C’est une langue celtique de la branche brittonique, proche cousine du gallois, peut-être en partie du gaulois (disparu au milieu du VIIe siècle, mais aucune preuve ne peut étayer cette continuité, car on ne connaît pas l’état de la langue gauloise à l’époque des migrations des Bretons insulaires vers l’Armorique, et peu l’état du breton de l’époque), et surtout du cornique.

Le breton est traditionnellement parlé et écrit en Basse-Bretagne (à l’ouest d’une ligne reliant, grosso modo, Plouha et Vannes), il provient de la communauté de langue entre la Bretagne insulaire et l’Armorique (vers fin IVe siècle). Parler des élites de l’État breton jusqu’au XIIe siècle, il ne fut ensuite plus que celui du peuple de Bretagne Occidentale (Breizh Isel en breton) quand successivement la noblesse, puis la bourgeoisie bretonnes se francisèrent.
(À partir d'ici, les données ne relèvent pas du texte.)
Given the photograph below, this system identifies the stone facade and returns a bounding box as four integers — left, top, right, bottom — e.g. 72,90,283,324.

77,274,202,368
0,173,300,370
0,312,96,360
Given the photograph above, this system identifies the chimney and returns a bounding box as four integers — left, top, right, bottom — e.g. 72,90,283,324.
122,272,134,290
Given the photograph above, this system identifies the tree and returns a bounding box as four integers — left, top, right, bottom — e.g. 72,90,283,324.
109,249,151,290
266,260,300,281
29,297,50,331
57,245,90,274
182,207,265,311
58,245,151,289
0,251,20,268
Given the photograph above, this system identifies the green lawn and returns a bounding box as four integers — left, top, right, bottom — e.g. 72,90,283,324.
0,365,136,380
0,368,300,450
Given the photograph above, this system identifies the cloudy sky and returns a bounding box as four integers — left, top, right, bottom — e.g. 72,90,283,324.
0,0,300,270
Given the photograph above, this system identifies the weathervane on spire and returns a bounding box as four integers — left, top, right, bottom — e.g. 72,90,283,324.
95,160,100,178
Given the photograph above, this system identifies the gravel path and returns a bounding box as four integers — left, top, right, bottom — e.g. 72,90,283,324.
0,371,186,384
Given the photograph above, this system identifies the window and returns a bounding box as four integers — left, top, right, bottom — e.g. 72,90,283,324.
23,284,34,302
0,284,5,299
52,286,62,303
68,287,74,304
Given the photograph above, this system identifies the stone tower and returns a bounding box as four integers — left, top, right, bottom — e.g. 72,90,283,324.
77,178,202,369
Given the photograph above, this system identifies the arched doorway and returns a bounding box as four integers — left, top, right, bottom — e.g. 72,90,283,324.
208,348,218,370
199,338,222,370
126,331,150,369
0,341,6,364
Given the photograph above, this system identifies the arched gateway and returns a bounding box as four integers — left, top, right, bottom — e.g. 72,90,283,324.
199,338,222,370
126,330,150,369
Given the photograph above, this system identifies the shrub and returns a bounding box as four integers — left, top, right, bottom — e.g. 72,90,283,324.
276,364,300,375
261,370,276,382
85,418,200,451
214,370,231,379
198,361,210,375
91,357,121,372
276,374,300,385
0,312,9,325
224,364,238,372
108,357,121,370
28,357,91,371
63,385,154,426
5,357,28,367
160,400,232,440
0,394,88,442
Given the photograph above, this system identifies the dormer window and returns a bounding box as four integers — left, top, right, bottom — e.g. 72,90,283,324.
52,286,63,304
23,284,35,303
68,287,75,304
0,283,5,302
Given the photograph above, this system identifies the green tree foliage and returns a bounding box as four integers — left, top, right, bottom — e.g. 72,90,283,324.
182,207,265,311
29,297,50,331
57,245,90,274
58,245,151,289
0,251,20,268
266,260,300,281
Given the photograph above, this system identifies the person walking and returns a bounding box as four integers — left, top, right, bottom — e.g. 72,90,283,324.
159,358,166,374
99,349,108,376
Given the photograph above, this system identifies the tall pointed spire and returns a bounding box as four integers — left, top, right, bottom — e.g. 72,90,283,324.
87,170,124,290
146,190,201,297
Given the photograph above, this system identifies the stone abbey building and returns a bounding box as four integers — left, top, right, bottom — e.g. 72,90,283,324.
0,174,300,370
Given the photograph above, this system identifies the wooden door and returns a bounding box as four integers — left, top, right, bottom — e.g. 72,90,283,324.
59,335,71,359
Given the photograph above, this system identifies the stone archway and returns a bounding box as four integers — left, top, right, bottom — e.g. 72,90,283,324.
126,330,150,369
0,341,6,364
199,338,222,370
Pour l’écrit, le duché de Bretagne employa le latin puis le français (XVe siècle). Il faut noter que le vieux breton nous a laissé un précieux vocabulaire (rare) qui sert encore aujourd’hui à produire des termes en breton dans le domaine de la philosophie et des sciences humaines. Mais ces termes restent incompréhensibles à tous ou presque, aussi il serait plus approprié d’adapter des termes empruntés à d’autres langues comme le français, tout comme l’anglais, le français et l’allemand s’empruntent mutuellement des termes techniques nouveaux.

La monarchie n’ayant jamais vraiment combattu les autres langues du territoire, c’est à partir de l’époque révolutionnaire que fut menée en France une politique de nivellement linguistique afin de faire disparaître les autres langues dites actuellement « régionales » (ou plus péjorativement « patois ») de l’Hexagone, dont le breton, au moyen notamment de pratiques humiliantes à l’encontre des écoliers dans les écoles publiques et confessionnelles. Cette politique autoritaire d’éradication du breton s’est poursuivie jusque dans les années 1960.

Aujourd’hui, malgré la politique française visant à imposer pour des motifs idéologiques la langue française comme langue de la République, le breton est encore parlé et compris par environ 300 000 personnes (environ 1 300 000 en 1930). Pour illustrer la vigueur de cette politique liberticide, une phrase mythique a traversé les âges : « Il est interdit de cracher par terre et de parler breton ». La juxtaposition de ces deux interdictions illustre bien la nature des moyens employés pour parvenir à réaliser un linguicide en Bretagne. Au début du XXe siècle, la moitié de la population de Basse-Bretagne ne connaissait que le breton, l’autre moitié étant bilingue breton-français. Ils n’étaient plus que 100 000 monolingues bretons en 1950.

À partir de 1925, grâce aux efforts du professeur Roparz Hémon, poursuivant l’idéologie du premier Emsav (Mouvement Breton), la revue Gwalarn a vu le jour. Au cours de ses dix-neuf années d’existence, elle a tenté d’élever cette langue au niveau des autres grandes langues « internationales » en créant des oeuvres originales couvrant tous les genres et en proposant des traductions du patrimoine littéraire de l’Humanité.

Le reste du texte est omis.